Blixa wrote:My courses, charity, are all courses in narrative and ideology critique. Its an interesting way to approach the issue of crime, not only because you can pressure individualist and psychologized notions of violence, but also because you can discuss the way the conventional courtroom operates: as a theatre of competing narratives. This is what you left out by only bolding "Detective Fiction" as though your course was something much more, I don't know, real.
Not more real. Real. Motivation. Sociological causes. Not definitions and theatrical narratives.
blixa wrote:Rape isn't about "disgruntlement."
Fine. What is it about and why would you suggest "forcible" rape is higher in "women's lib type societies?" Also what kind of societies are those?
Forcible rape is higher in societies where women have more economic, occupational and political power. Those kinds of societies.

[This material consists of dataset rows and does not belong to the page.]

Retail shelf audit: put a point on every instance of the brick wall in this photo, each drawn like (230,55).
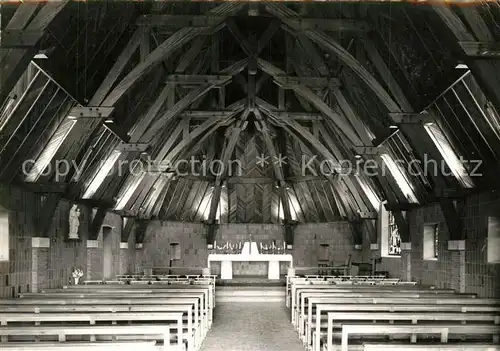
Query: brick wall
(466,271)
(156,246)
(308,238)
(32,269)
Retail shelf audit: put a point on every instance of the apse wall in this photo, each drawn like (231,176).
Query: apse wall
(333,240)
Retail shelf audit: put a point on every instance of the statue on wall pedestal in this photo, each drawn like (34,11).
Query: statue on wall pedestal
(74,222)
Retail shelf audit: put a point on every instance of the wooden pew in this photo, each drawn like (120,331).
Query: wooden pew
(209,283)
(296,288)
(145,332)
(189,305)
(296,297)
(331,294)
(440,347)
(323,304)
(206,302)
(84,346)
(444,330)
(323,309)
(410,317)
(92,318)
(343,280)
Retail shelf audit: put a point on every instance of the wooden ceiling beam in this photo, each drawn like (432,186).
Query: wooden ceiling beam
(261,125)
(328,43)
(217,80)
(288,82)
(19,39)
(181,21)
(233,134)
(329,24)
(15,61)
(90,112)
(316,101)
(164,50)
(480,49)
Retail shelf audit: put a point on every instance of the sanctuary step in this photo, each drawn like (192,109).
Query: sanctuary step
(249,280)
(250,294)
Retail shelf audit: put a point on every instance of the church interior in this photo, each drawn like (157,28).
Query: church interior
(250,176)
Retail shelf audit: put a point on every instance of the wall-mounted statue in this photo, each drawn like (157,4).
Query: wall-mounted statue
(74,222)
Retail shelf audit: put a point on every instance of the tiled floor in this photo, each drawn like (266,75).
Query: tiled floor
(258,326)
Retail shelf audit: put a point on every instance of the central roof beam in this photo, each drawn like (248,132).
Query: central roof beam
(261,126)
(289,17)
(339,120)
(172,43)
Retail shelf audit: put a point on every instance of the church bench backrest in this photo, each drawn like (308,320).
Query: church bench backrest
(84,346)
(323,302)
(303,303)
(206,300)
(141,289)
(118,294)
(92,318)
(314,298)
(161,331)
(299,289)
(410,317)
(440,347)
(97,309)
(390,309)
(444,330)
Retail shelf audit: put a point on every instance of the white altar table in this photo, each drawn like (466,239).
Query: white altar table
(227,260)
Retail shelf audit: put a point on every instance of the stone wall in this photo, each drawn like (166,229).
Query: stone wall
(467,270)
(36,264)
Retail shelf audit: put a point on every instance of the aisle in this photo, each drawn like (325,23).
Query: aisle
(258,326)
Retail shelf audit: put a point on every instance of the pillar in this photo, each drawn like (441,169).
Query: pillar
(457,253)
(40,263)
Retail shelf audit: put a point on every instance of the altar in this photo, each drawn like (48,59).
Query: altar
(250,253)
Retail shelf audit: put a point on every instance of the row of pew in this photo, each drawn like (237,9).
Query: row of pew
(163,279)
(109,316)
(399,316)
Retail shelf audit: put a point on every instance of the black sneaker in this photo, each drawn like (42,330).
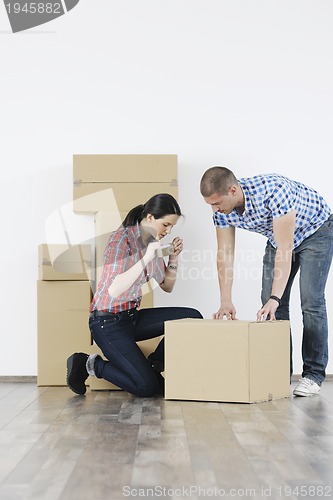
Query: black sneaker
(77,373)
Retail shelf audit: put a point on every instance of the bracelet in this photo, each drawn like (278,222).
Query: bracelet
(274,297)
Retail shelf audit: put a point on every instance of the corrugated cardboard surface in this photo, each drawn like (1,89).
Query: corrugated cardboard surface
(120,182)
(89,198)
(125,168)
(99,384)
(58,262)
(63,313)
(230,361)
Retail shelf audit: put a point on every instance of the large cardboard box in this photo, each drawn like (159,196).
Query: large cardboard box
(228,361)
(120,182)
(63,314)
(93,168)
(60,262)
(99,384)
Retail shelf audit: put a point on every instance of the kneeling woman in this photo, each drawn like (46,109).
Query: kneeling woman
(132,257)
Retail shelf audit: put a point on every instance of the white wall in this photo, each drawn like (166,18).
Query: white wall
(246,84)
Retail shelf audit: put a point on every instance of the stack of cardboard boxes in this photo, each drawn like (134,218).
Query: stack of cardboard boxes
(63,300)
(105,187)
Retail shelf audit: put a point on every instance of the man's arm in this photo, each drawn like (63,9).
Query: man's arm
(283,230)
(225,268)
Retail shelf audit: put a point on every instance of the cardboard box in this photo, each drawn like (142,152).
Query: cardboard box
(63,314)
(89,198)
(57,262)
(99,384)
(120,182)
(228,361)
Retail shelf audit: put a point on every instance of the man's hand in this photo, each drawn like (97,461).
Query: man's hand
(227,310)
(268,309)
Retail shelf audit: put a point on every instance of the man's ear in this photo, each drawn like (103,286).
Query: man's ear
(232,190)
(150,217)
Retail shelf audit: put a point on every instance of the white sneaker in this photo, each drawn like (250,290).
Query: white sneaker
(306,387)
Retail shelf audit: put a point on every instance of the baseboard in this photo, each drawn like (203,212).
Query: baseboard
(18,379)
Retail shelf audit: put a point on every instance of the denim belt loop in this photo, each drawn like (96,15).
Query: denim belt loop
(128,312)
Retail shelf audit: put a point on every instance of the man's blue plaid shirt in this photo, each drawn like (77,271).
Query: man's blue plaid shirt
(270,196)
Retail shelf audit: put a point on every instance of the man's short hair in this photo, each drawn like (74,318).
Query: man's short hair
(217,180)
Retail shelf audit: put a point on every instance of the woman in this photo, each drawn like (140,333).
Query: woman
(132,257)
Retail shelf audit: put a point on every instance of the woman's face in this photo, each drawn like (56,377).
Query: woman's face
(159,228)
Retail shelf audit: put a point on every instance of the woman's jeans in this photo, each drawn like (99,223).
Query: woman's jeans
(126,365)
(313,259)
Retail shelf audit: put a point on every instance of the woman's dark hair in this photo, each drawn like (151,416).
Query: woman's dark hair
(158,205)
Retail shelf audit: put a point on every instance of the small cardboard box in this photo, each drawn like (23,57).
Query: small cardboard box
(120,182)
(227,361)
(63,315)
(58,262)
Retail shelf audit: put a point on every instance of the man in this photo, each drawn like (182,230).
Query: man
(298,225)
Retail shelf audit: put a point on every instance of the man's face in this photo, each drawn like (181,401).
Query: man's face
(222,203)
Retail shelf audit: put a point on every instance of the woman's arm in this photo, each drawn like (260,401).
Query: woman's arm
(171,269)
(125,280)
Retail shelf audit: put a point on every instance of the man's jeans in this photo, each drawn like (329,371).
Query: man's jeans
(116,335)
(313,259)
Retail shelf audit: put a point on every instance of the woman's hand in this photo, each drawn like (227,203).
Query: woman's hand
(151,250)
(268,309)
(228,310)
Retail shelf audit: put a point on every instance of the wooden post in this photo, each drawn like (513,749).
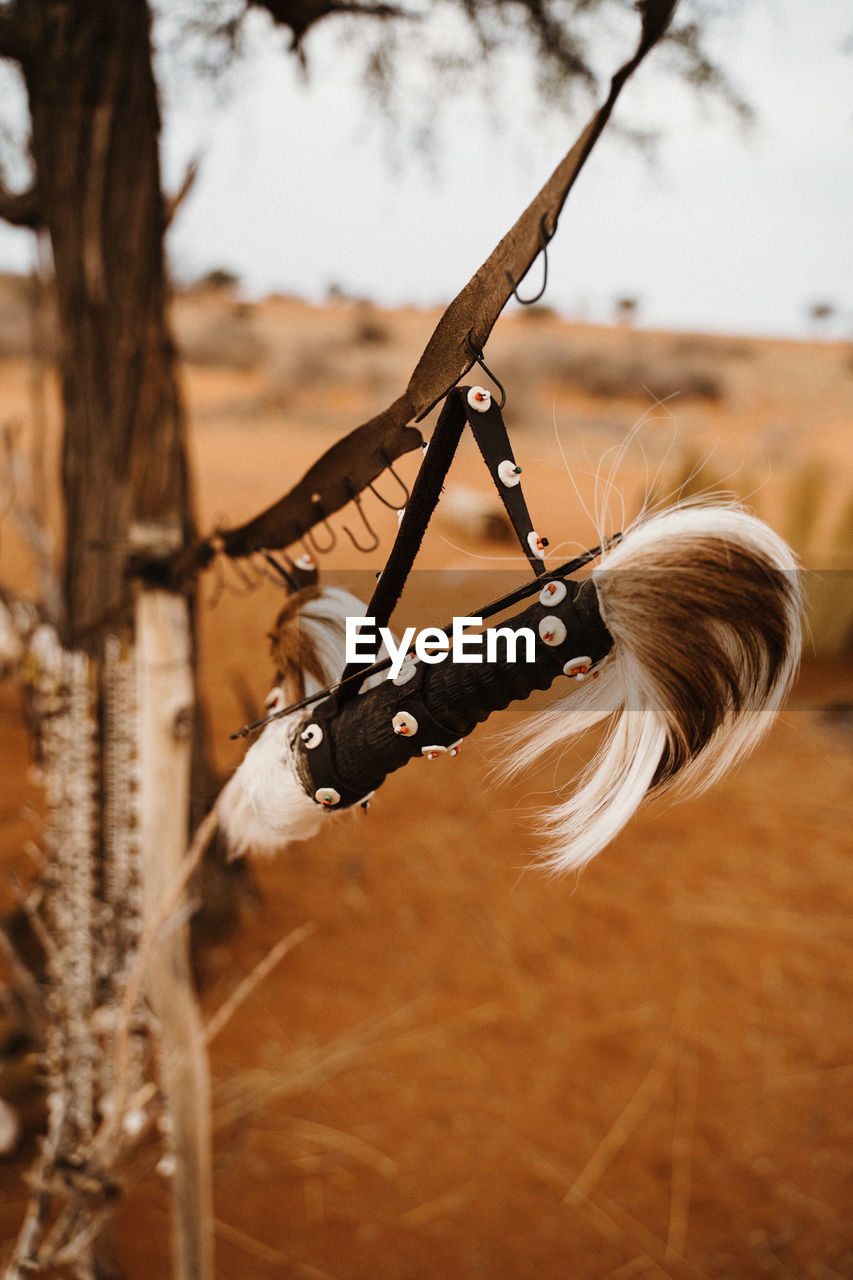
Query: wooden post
(165,708)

And marital rape is a different dynamic. I come from the state where the first case of marital rape was prosecuted. And saw the woman win her case. And a few years later, retract her charges and state it was just a "disagreement."
blixa wrote:What does this have to do with anything. How is it different? Different from what? And what does this particular case have to do with anything other than to insinuate that women "cry rape" and lie? Why on earth would you want to suggest that?
Because of the implication that women in patriarchal societies are raped within marriages because they do not feel they can complain. And yes, there are instances when women "cry rape."
blixa wrote:We can get into a long discussion about why women don't consider sexual intercourse rape, even if they don't want to participate in the activity.
What does this mean? That sexual intercourse is rape? Hello, Andrea Dworkin, I've missed you!
Hello, yourself. This again goes back to the idea expressed that women may not resist sexual intercourse, even when they don't want to participate, because they feel they don't have the right to say no. And the idea that this is still rape. I dispute that.
blixa wrote:
And what are you suggesting about "women's" attitudes here? That they don't usually consider unwanted sexual intercourse rape?
No, women often don't consider unwanted sexual intercourse as rape. Many women aren't "in the mood" and accomodate their partners, anyway. That isn't rape.
blixa wrote:And we would have to bring in the whole issue of how women have viewed sexual access as a saleable commodity, both in and out of marriage.
Is this something "women" on their own have come up with? Or is it a result of how they are defined as sexual property in a patriarchal society?
You don't really need to be given the whole history of women using their bodies to gain power, wealth and influence, do you?
Maybe this is a little late in the discussion to call for a definiton of a "patriarchal" society. Actually, there are very rare societies which are matriarchal. The question would have to come down to something like "How patriarchal is this particular society compared to this other one?"